Changes in Bee Species Status in Washington D.C. area (Part1 of 3)

28 views

Skip to first unread message

Sam Droege

unread,

Sep 15, 2025, 9:38:44 AMSep 15

to beemon...@googlegroups.com

"...and though the holes were rather small, they had to count them all..."

A day in the life.

Sargent Peppers

Beatles

I have been thinking recently about the status of bees in the world. In the media and within the introductions and discussion sections of reports and scientific papers the status of bees usually gets summarized as a story of decline and disappearance. This is true, trivial really, as when you replace plant communities largely maintained by Nature with those largely maintained by man most species disappear and that is just what we have done. At the extreme are lands completely deleted from Earth using concrete, asphalt, and buildings followed by greatly degraded losses due to agriculture, continuously mown landscapes, and the many ways we try to tidy up Nature. There are bees and other creatures that can persist and even thrive in those landscapes but most cannot.

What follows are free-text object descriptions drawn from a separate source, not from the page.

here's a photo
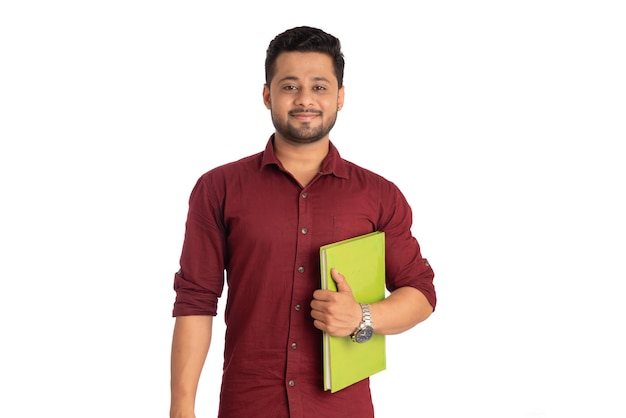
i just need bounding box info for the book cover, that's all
[319,231,386,393]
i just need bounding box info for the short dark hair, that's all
[265,26,345,88]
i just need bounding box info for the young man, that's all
[170,26,436,418]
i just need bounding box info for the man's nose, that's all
[295,88,315,107]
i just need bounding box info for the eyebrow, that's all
[277,76,332,84]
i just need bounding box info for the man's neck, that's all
[273,134,330,187]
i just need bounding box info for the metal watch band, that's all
[360,303,372,327]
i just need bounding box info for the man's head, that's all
[262,27,346,145]
[265,26,345,89]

Yet bees do persist. There are many parks, private wildlands, and just places we haven't had time to completely corrupt that clearly retain these less tolerant bee species and the plants they depend upon. So the question of bee decline is both apocalyptic (yes, there is massive species loss in human dominated landforms) and squishy (are all the bee species we had hundreds of years ago still present when we look within the residue of natural landscapes?).

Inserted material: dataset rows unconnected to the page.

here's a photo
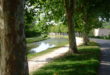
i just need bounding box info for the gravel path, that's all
[92,39,110,75]
[28,37,83,73]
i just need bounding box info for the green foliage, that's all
[49,24,68,33]
[25,29,41,37]
[75,0,103,35]
[24,0,50,37]
[32,44,100,75]
[24,0,110,38]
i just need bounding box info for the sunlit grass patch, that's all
[32,43,100,75]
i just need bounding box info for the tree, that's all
[0,0,29,75]
[25,0,78,53]
[75,0,103,45]
[0,0,3,74]
[24,0,39,37]
[64,0,78,53]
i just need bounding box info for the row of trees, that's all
[49,24,68,33]
[0,0,110,74]
[25,0,110,52]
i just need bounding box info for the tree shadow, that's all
[33,46,100,75]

Figuring out the squishy part is really important. We could intellectually foreclose on the human landscape if the bank of species (so to speak) is still ready for withdrawal in our wildish lands.

Is it?

Well, we have no national inventory or monitoring program to consult, but there are now several state efforts and past information on bee status resides in museums (who needs those right?).

Those old records can (and many have been) compiled and can be compared to recent collections (many of which have also been compiled). Several papers and reports have done this.

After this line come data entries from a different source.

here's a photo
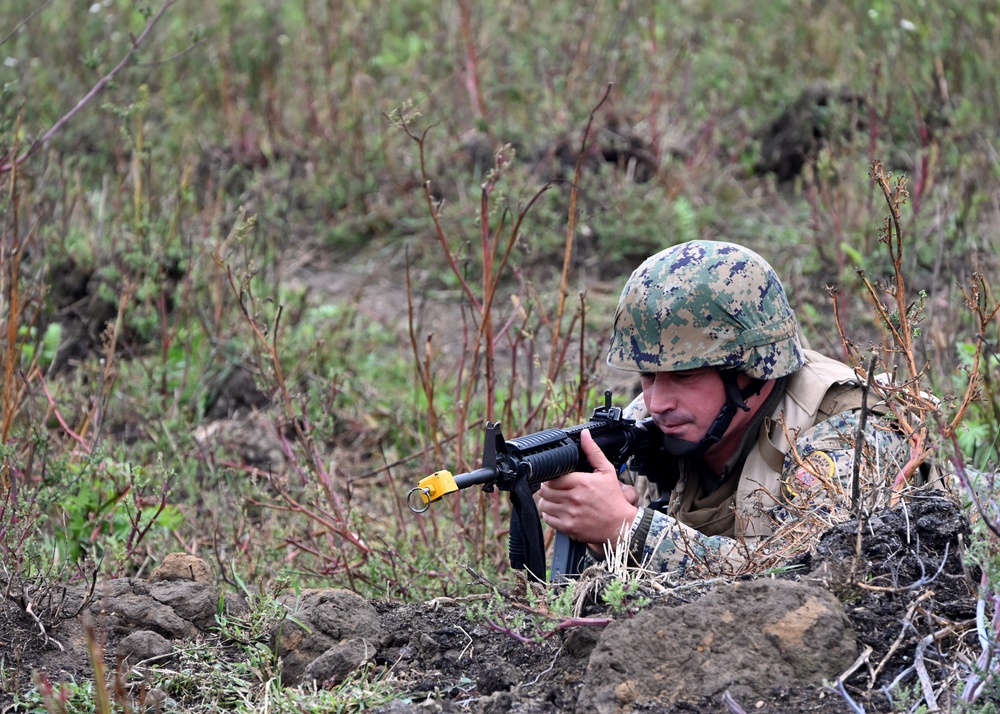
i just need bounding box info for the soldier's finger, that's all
[579,429,615,473]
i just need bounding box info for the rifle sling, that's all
[509,477,547,582]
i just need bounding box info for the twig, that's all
[456,624,475,660]
[962,570,1000,703]
[463,565,510,598]
[351,431,462,481]
[870,590,934,685]
[884,663,916,697]
[522,644,564,688]
[456,0,488,122]
[852,351,879,511]
[24,601,64,652]
[423,593,492,609]
[722,690,747,713]
[35,369,91,455]
[869,161,919,380]
[1,0,178,172]
[914,627,953,712]
[855,542,950,592]
[546,82,613,387]
[831,679,867,714]
[0,0,55,47]
[836,644,873,685]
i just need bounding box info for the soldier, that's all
[537,240,931,575]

There are intellectual issues to contend with however. In the perfect world, any set of specimens (old or new) would contain all the bee species present in an area and the numbers collected reflect the real number present or at least the correct ratios of their real commonness. This is at least sort of true. A species that is common has a higher probability of being detected than a rare on for sure. But there are problems in probability land.

"Can you do addition?" the White Queen asked.

"What's one and one and one and one and one and one and one and one and one and one?"

"I don't know," said Alice. "I lost count."

Lewis Carroll - Through the Looking Glass.

OK, well and good. Lets just ignore the inconvenience of probability land for the moment and gather all of the available bee data from the past and present and run a regression line and see how our bees are doing. Done. But does that analysis reflect how bee populations have changed?

Nope.

Probability land is a land of corruption and our regression lines usually do not reflect trends in the true populations because of that corruption. Without correcting, qualifying, and interpreting the results through both a human and bee behavior lens then the answer is a hard no to a straight regression, and its subsequent reporting and conclusions. The problem comes down to probabilities. Those darn probabilities of detection for a species and their shifts over time are a corrupting force in our search for answers to "are bees in trouble".

So, this deserves some explanation. Below are some of the cloaking factors that I can think of that impact the relationship between specimens in a database and the true number of bees out there in the wild. In other words alterations to any of these factors will skew bee counts away from reflecting the real population of bees and therefore impact our conclusions about how bees are doing. We want our dataset on bees to reflect changes in bee populations over time not some unknownable combination of changes in time of bee populations and changes in the probabilities of detecting those bees.

I believe these are some of the primary factors:

Time: If you spend more time (days/hours) trying to catch bees you will catch more, spend less time and you catch fewer (I almost said "less", a grievous grammatical error that sadly is no longer being enforced).

Date: If you change the dates you go out looking for bees you will get different species and counts of bees.

Technique: Catching bees with a net, malaise trap, bowl trap, vane trap etc. favors the capture of some bees and unfavors the capture of others.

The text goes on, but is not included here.